People have been conditioned to make a wish. People make wishes on New Year's Eve, on Christmas Day, and when blowing the candle on their birthday cake. Most people could not resist making a wish before throwing a penny into a fountain. There are many practices of making a wish, including making a wish upon a star.
But where did this practice come from? No one knows for sure, but the tradition lingers to this very day, even when majority of the people are wired and surrounded by all sorts of modern gadgets and most things are done electronically.
How to make a wish upon a star
Is there a science on making a wish? Nope, there isn't. What's important is that you think of the things you wish for. Close your eyes and think of the things that you fervently want, a thing that you could not live without or something that is almost impossible for you to acquire. Pick one or the two most important items from your mental list. Open you eyes and look up at the sky and find the brightest star, because finding a shooting star is not that easy. Close your eyes again and make your wish. Depending on where you are located, you might be making your wish on Venus, Polaris (Northern Star), the Southern Cross, or Sirius.
It could be that the tradition of making a wish upon a (shooting) star came about because these are beautiful and very rare. Since stars in the ancient times have been associated with divine powers. You'd probably encountered the phrase, looking or reading the stars, an evidence of man's fascination with the heavens and its relation to angels, faith and prayers.

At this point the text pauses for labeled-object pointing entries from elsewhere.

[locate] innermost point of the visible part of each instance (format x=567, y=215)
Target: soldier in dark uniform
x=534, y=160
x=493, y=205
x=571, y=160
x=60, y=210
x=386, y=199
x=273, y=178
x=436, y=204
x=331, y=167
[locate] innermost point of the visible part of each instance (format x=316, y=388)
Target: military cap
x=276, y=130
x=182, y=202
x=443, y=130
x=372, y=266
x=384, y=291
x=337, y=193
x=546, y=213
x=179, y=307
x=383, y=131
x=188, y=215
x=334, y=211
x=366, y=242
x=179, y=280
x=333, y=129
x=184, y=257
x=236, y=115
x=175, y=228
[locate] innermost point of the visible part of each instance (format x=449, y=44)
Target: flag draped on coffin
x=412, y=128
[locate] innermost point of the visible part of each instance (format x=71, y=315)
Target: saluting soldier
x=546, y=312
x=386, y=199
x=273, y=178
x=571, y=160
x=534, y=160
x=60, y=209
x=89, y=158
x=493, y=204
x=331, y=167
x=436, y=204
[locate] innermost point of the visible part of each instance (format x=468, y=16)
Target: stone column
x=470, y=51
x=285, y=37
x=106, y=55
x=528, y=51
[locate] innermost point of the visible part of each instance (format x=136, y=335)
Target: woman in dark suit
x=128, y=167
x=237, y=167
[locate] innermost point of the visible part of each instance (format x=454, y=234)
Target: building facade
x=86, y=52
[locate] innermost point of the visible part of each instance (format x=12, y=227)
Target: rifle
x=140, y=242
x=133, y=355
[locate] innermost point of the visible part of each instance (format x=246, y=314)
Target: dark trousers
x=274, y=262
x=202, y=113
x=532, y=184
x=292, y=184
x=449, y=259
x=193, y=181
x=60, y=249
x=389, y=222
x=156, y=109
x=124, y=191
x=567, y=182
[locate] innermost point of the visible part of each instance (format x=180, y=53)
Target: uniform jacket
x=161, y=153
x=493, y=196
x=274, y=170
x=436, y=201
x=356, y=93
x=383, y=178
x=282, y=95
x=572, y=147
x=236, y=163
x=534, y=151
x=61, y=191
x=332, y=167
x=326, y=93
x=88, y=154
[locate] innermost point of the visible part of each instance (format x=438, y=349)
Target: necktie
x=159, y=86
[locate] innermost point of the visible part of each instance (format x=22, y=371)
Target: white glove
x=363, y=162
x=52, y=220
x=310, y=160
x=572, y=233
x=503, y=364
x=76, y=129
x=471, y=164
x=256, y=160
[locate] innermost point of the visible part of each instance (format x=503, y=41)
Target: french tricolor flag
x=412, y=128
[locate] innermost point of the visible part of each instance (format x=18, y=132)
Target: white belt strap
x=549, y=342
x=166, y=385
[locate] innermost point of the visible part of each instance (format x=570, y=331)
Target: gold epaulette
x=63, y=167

The truth is shooting stars are not stars but meteors and it's the glowing trail of a meteoroid or a piece of space debris that burns as soon as it enters the earth's atmosphere. And it is this phenomenon that makes the shooting star very attractive, ideal and considered as a lucky item for making a wish. And maybe it is also because of the fact that it is actually a challenge to make a wish on a shooting star since it appears for just a fleeting moment. You'll be startled when you actually see one and before you could think of your wish, it's gone.
It is believed that the act of wishing on a shooting star started during the time of Greek astronomer Ptolemy, around 127 AD to 151 AD. He wrote that sometimes the gods also got bored and curious and would occasionally peer down on earth. And in so doing, some stars slipped through the gap between the spheres and became visible as falling or shooting stars. He further added that the gods were more receptive to wishes made during times like those.
Whether it is true or just a myth, maybe tonight you would look up at the sky and say, Star light, star bright, the first star as see tonight, I wish I may or simply enjoy the beauty of the twinkling stars above, if you are lucky.